Adrien jugea qu'il en avait assez entendu et se préparait à partir, lorsqu'il réalisa qu’il était incapable de bouger de son fauteuil. Dans le même temps, il sentit une sorte de fourmillement dans son bras droit. Puis il vit avec stupéfaction que sa main se levait par saccades, l'index pointé en l'air comme un écolier interrogé par son maître.
- Bien, dit Rabintra avec satisfaction. Très bien. Je savais que cette expérience allait vous intéresser. Nous allons donc passer à la pratique. Voudriez vous, s'il vous plait, quitter maintenant votre siège et aller jusqu'à la fenêtre ?
L'inspecteur se rendit compte qu'il n'avait pas la possibilité de refuser, ni même l'envie de le faire. Tant pis pour mon prochain rendez-vous, pensa t' il avec étonnement. Après tout, je peux bien me permettre cette petite fantaisie. L’important est que je reparte avec ce chèque.
- Levez vous maintenant, s’il vous plait ! ordonna Rabintra d’une voix autoritaire.
Adrien eut l’impression que son corps s’extrayait tout seul de son profond fauteuil, et qu'il se mettait debout sans effort. Obéissant au mage qui le regardait toujours fixement, il contourna le bureau et s'arrêta devant la baie vitrée.
- Je vois que tout se passe bien, dit Rabintra avec plus de douceur. Pourriez-vous maintenant ouvrir cette fenêtre ?
L'inspecteur s'exécuta docilement, et perçut, dix étages au-dessous de lui, le brouhaha des voitures qui circulaient dans la vaste avenue, tandis que l’air brûlant de l’été l’enveloppait.
Rabintra mit la main sur l’épaule d’Adrien et le regarda fixement.
- Et si maintenant quelqu'un vous demandait de sauter par-dessus la rambarde, le feriez-vous ?
Adrien pensa d’abord que la question devait être absurde, mais sans arriver à en déterminer la raison. Puis soudain, il réalisa avec horreur ce que lui suggérait le mage et eut un mouvement de recul.
- Non, bien sur, dit Rabintra avec apaisement en lui posant la main sur l’épaule, vous ne le feriez pas. Pourtant, cette chose qui vous semble mortellement dangereuse ne l’est pas dans l’expérience que je vous fais vivre, parce que vous n'êtes déjà plus dans la réalité. Je vais vous le prouver. Tenez , prenez ça !

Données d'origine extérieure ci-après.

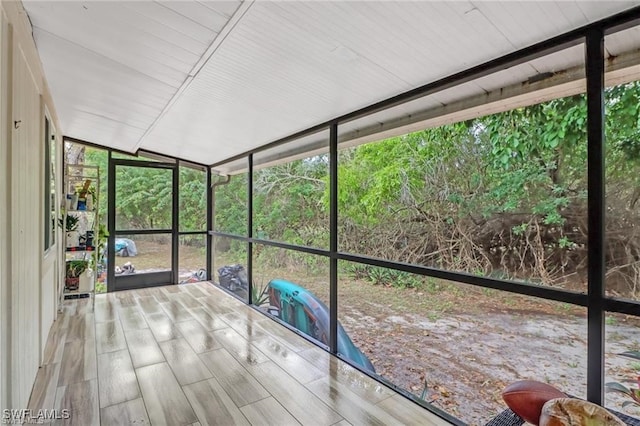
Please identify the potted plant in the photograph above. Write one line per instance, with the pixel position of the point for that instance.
(71, 229)
(74, 268)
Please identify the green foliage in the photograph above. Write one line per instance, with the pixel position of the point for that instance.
(383, 276)
(70, 224)
(75, 268)
(632, 393)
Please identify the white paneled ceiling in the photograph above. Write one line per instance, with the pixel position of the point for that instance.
(207, 80)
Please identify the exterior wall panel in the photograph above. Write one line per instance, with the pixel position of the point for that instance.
(28, 297)
(5, 57)
(26, 244)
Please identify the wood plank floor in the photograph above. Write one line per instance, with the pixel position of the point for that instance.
(193, 355)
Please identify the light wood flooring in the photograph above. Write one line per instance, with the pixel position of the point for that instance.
(193, 355)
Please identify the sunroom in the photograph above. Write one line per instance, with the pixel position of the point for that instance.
(318, 212)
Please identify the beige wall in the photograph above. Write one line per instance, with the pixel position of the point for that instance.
(27, 273)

Il saisit la grosse boule de cristal vert sombre qui ornait son bureau et la tendit à Adrien. Celui ci la soupesa et constata qu'elle était très lourde.
- Jetez la par la fenêtre, maintenant ! Allez-y sans crainte, je vous promets que personne ne sera blessé !
Adrien vit son bras se tendre en avant, propulsant la boule de verre vers l'extérieur. Elle décrivit une large courbe dans l’air, puis tomba à la verticale. Elle allait s'écraser sur une automobile lorsqu'elle parut s'immobiliser à quelques mètres du sol. Puis elle remonta lentement jusqu’à eux et revint se poser dans la main du mage.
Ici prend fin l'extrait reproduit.